Esiste una sovrapposizione quasi completa con il percorso Beagle attorno al Sud America, dal Brasile alle Galapagos. Proprio in quella parte del viaggio – chiarisce Iudicone – la biogeografia degli organismi terrestri e i relativi resti fossili lo convinsero che la diversità evolvesse nel tempo. Anche noi andremo a studiare la biogeografia (del microbioma oceanico) non tanto per descriverla ma per capire i processi che la determinano”.
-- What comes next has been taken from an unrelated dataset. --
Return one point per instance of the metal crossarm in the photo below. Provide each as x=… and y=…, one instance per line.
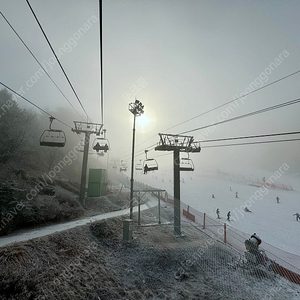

LE OSSERVAZIONI DI DARWIN SULLA BIOLUMINESCENZA DEL PLANCTON

Meno noto degli altri suoi enormi contributi alla scienza dell’evoluzione, è l’interesse che Charles Darwin nutrì nei confronti delle specie marine, anche di quelle microscopiche. Darwin fu il secondo nella storia della scienza a utilizzare un retino per campionare il plancton. Intuì inoltre che questi esseri viventi microscopici erano la base che permetteva ai grandi animali (pesci, cetacei) di vivere negli oceani, ritenuti precedentemente deserti di vita. “Darwin – precisa Iudicone – fece delle osservazioni sulla bioluminescenza del plancton che, di notte, creava dietro la nave una scia luminosa “come fosforo liquido”. Notò anche che sia la polvere sulle isole di Capo Verde sia quella usata dai nativi in Patagonia per colorarsi il viso fosse fatta di plancton, probabilmente fossile. E, al suo ritorno, ne fece studiare dei campioni ad un esperto. Concluse che la sorprendente bellezza e varietà delle loro forme, a noi invisibili, non era semplicemente una testimonianza della magnificenza divina (come si riteneva quando si pensava che le specie fossero state create da Dio singolarmente all’inizio dei tempi) ma che fosse l’indizio della lenta evoluzione di una loro funzione specifica”.